Computing is Work

June 21, 2017     #research #media

On July 6-8, the Universität Siegen is hosting an international conference on computing and work organized by Thomas Haigh & Sebastian Gießmann. The idea behind the conference is that “close attention to the social processes of work has the cross-cutting potential to integrate a variety of historical, social and ethnographic research approaches, from labor history to the scientific ethnography to the study of media practice…”



The list of participants and keynote speakers is impressive. I will be speaking on documentation as computer work, and specifically on flowcharts as temporal boundary objects.

Champion of Inclusion

May 26, 2017     #teaching

I am very honored to have been selected for a 2017 Champion of Inclusion award by the School of Informatics and Computing as part of its M.O.S.A.I.C. (Multicultural Outstanding Achievements in Computing) program. Computing as a whole has a long way to go in terms of inclusion and diversity, but one of the many reasons why I love the Informatics program at IU is its record of action and leadership in this area.

Dr. Richard Knepper, PhD

April 25, 2017     #teaching

Richard Knepper, one of the PhD students that I advise, successfully defended his dissertation today. The title is “Shifting Modalities of Use in the XSEDE Project.” Congratulations, Dr. Knepper!

The History of Women in Engineering

January 31, 2017     #teaching

This week in my graduate seminar on Technology & Gender, we will be discussing Ruth Oldenziel’s Making Technology Masculine: Men, Women and Modern Machines in America, 1870-1945. As a complement to that discussion, we will be analyzing a remarkable set of primary source documents on the history of women in technology. The documents are a series of letters exchanged between the presidents of various engineering schools in the United States in the fall of 1917, and are part of one of my favorite stories about the importance of serendipitous discovery in historical research.

In the spring of 2005 I was a relatively new faculty member in the History & Sociology of Science department at the University of Pennsylvania, and had just finished teaching an undergraduate survey course on the history of technology. One of the topics we covered was the history of women in engineering.

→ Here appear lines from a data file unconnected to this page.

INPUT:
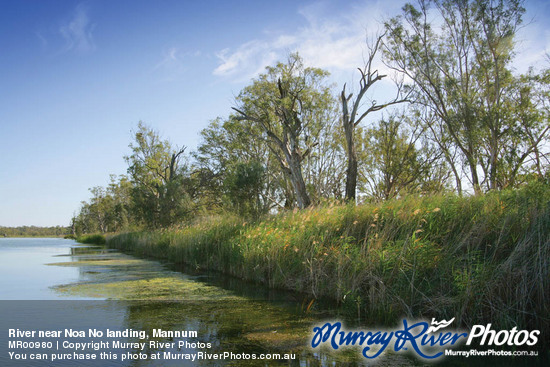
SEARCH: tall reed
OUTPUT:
[108,183,550,344]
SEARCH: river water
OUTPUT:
[0,239,411,366]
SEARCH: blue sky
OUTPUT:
[0,0,550,226]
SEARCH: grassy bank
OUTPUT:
[76,234,105,245]
[108,184,550,338]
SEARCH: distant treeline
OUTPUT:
[71,0,550,235]
[0,226,70,237]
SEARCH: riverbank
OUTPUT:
[107,184,550,345]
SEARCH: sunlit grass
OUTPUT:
[108,184,550,344]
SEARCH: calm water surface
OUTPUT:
[0,239,411,366]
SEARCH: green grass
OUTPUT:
[76,234,106,245]
[108,184,550,344]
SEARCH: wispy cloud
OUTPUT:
[59,4,96,53]
[153,47,201,81]
[213,0,406,81]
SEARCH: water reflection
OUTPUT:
[0,240,413,366]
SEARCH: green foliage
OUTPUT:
[76,233,105,245]
[125,123,191,228]
[108,183,550,340]
[223,162,265,218]
[385,0,549,192]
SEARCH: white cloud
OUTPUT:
[59,4,96,53]
[213,0,408,81]
[153,47,201,81]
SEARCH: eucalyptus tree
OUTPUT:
[193,116,286,213]
[359,113,448,200]
[385,0,525,192]
[124,122,190,228]
[340,34,407,201]
[233,54,334,208]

A few weeks after the end of the semester one of my most excellent students, a Penn undergraduate named Joan Lee, came to my office with a collection of documents she had found in a dumpster. Joan was teaching in a summer program aimed a teaching girls and boys about science and technology, and went looking for some waste paper out of which to construct paper airplanes. What she found was a set of letters to and from John Frazer, the then dean of the Towne Scientific School at the University of Pennsylvania. In early November 1917, Frazer had written to the deans or presidents of all of major engineering or technical colleges in the United States, asking them about their policies on admitting women to their programs. The responses came from Stanford, Cornell, Dartmouth, Johns Hopkins, Wellesley, Berkeley, University of Michigan, University of Illinois, Washington University of St. Louis, Case Western, Brooklyn Polytechnic, Tulane, University of Virginia, Georgia Tech, and the Stevens Institute of Technology. The results are fascinating and, in some cases, surprising.

At the time, Penn was touting its (relatively) long and admirable history of admitting women. Sadly, the tragic conclusion of this chain of letters shows that this was not true of its engineering departments. But in any case, what a remarkable opportunity for a history of science student to experience, as an undergraduate, the challenges and pleasures of doing historical research.

You can find the document collection here. Be sure to read the final two letters, which bring the episode through to its sad conclusion in 1921. Then go read Oldenziel’s book, because although these letters provide excellent insight into what the Deans of engineering schools thought about the role of women in engineering at the turn of the 20th century, they are a terrible reflection of the actual presence of women in engineering in this period.

Technology and Gender

January 09, 2017     #teaching

For the spring 2017 semester I will be offering a new graduate seminar that explores the intersection of technology and gender. In part this will develop my long-term interest in the history of women in computing, but will also include the emerging literature on masculinity and computing and queer computing.

The syllabus for the course can be found here, but I have also made public a Github repository that includes an extensive bibliography. Feel free to clone or fork. I would like this to be maintained and extended to serve as a useful resource for other scholars and students working in this field.

In addition, you might find useful this list of women and gender non-conforming people writing about technology.

The Multiple Meanings of a Flowchart

July 31, 2016     #publications

From the very earliest days of electronic computing, flowcharts have been used to represent the conceptual structure of complex software systems. In much of the literature on software development, the flowchart serves as the central design document around which systems analysts, computer programmers, and end users communicate, negotiate, and represent complexity. And yet the meaning of any particular flowchart was often highly contested, and the apparent specificity of such design documents rarely reflected reality. Flowcharts were rarely “true, ” but they were nevertheless useful. In the latest issue of the journal Information & Culture, I explore the “Multiple Meanings of the Flowchart”.

For those of you without access to the Project Muse academic database, you can find an earlier draft version of the paper for free online here.